Keteguhan iman Ibrahim tersebut juga diimbangi oleh keteguhan iman Ismail. Meskipun Ismail itu masih kecil dan belum dewasa (masih lugu dan belum tahu membedakan mana yang benar dan mana yang salah berdasarkan akal sehat), tetap memiliki rasa keimanan kepada Tuhan yang teguh dan kuat sehingga mampu mengalahkan godaan Iblis. Berkat keteguhan iman Ismail itulah Tuhan menganugerahkan kebahagiaan kepa­da keduanya dengan mengganti Ismail dengan seekor domba. Gambaran keteguhan iman Ismail itu terlihat dalam cakapan diri Ismail berikut.

Ismail:
Kalau itu wahyu,
tentu Tuhan memang memerintahkan ayah berbuat begitu.
Dan kalau itu merintah Tuhan, jangan ayah ragu-ragu.
Kerjakanlah ayah. Ismail tidak takut apa-apa.
Mudah-mudahan Ismail tetap sabar….

(Diponegoro, 1963:57)

Citra tokoh Ismail yang teguh imannya kepada Tuhan itu mampu mengingatkan dan menyadarkan Ibrahim agar tidak ra­gu-ragu melaksanakan perintah Allah. Ibrahim harus berani meng­hilangkan rasa keragu-raguannya untuk melaksanakan pe­rintah Tuhan menyembelih anaknya. Ismail rela berkorban demi keteguhan imannya kepada Allah. Setiap wahyu Tuhan selalu berisi kebenaran dan akan membawa kepada kebahagiaan. Ben­tuk penyerahan diri Ismail itu akhirnya membuahkan rasa baha­gia semua umat. Ismail tidak jadi korban penyembelihan ayah­nya karena Tuhan telah menggantinya dengan seekor domba. Daging domba yang telah disembelih oleh Ibrahim itulah yang kemudian dibagi-bagikan kepada semua fakir miskin. Manusia yang beriman kepada Tuhan memang perlu pengorbanan.

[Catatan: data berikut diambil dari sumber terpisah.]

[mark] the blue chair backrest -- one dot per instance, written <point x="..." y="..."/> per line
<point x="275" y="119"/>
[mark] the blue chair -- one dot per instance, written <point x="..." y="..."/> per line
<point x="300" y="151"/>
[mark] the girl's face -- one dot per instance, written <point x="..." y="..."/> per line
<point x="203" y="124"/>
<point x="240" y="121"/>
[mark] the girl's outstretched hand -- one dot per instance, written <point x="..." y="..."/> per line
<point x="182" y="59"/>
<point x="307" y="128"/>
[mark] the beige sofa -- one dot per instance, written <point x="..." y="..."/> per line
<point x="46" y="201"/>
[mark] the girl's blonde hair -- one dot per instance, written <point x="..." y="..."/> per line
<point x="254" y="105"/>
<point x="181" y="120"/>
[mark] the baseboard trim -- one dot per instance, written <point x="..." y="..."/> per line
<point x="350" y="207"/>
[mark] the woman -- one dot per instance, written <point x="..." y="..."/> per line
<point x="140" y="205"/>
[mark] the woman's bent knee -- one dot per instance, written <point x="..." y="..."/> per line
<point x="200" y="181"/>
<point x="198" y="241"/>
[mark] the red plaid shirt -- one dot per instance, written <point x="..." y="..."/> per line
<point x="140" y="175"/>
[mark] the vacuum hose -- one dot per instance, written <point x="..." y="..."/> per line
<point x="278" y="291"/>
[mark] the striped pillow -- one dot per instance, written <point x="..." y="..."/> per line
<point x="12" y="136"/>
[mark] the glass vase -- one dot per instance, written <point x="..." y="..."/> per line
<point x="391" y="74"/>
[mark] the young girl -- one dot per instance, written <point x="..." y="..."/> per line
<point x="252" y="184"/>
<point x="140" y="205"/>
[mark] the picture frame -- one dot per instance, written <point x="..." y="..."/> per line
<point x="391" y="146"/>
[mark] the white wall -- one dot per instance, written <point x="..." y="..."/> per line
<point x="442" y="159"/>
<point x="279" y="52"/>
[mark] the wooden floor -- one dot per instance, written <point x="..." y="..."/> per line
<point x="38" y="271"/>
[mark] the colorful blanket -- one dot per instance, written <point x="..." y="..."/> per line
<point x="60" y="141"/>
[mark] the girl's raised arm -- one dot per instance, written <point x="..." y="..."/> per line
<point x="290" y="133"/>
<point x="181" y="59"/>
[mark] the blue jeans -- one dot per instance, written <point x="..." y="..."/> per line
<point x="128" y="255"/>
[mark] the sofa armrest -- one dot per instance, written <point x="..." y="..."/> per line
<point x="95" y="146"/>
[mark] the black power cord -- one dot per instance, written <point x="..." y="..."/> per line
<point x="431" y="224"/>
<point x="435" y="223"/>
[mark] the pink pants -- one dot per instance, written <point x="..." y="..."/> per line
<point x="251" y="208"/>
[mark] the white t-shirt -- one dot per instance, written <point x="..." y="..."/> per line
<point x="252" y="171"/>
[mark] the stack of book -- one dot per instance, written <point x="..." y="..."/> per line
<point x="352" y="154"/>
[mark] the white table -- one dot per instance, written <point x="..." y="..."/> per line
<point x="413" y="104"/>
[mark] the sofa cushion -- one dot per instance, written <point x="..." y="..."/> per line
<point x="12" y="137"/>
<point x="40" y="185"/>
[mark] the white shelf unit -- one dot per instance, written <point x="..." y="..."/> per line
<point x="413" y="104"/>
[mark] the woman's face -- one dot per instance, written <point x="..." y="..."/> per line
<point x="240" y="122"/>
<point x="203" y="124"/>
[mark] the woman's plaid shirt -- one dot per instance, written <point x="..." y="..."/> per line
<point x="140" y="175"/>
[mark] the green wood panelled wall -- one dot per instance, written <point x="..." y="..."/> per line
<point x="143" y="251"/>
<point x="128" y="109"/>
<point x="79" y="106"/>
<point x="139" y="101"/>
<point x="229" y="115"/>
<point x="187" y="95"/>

3. Dimensi Keingkaran Manusia kepada Tuhan

Manusia banyak yang ingkar kepada Tuhan. Mereka ti­dak percaya akan keberadaan Tuhan, bahkan ia lebih percaya kepada dirinya sendiri. Gambaran manusia yang ingkar kepada Tuhan seperti itulah yang terdapat dalam drama Kebinasaan Negeri Senja (Samin, 1968). Dalam drama tersebut digambarkan adanya seseorang yang ingkar kepada Tuhan, yaitu tokoh Sobat dan Tokoh. Ia sama sekali tidak percaya akan keberadaan Tuhan sehingga ia termasuk orang-orang yang berdosa. Bersama dua teman yang lainnya, yaitu Tokoh dan Ulama, tokoh Sobat men­dapatkan kecelakaan ditabrak kereta api sehingga mereka me­ninggal dunia. Ketika roh mereka sadar dan sudah mening­galkan badan jasatnya, tampaknya mereka kebingungan karena tidak tahu arah dan tempatnya kini berada. Mereka hanya me­ngetahui suatu daerah yang asing dan belum pernah dikenalnya ketika masih hidup di dunia.

Ketika Tokoh dan Sobat tengah mencari salah seorang ka­wan­nya yang ikut kecelakaan kereta api dengannya, datang­lah tokoh Tamu yang diikuti oleh tokoh Ulama. Sobat dan Tokoh sudah tidak kenal lagi dengan Ulama, temannya ketika megalami kecelakaan kereta api dahulu. Hal itu disebabkan bahwa Ulama telah mati dan kini roh Ulama itu datang men­jemput kedua temannya bersama Tamu. Kedatangan Tamu adalah untuk mencabut nyawa Tokoh dan Sobat untuk dise­rahkan kepada Sang Penguasa Agung. Tamu sudah mendapat izin dari Tuhan untuk mencabut roh manusia, termasuk Sobat dan Tokoh. Jadi, Tamu adalah Malaikat Maut. Ketika akan dicabut nyawanya itulah mereka mendengarkan catatan Malai­kat atas dosa-dosa yang telah diperbuat semasa hidup di dunia.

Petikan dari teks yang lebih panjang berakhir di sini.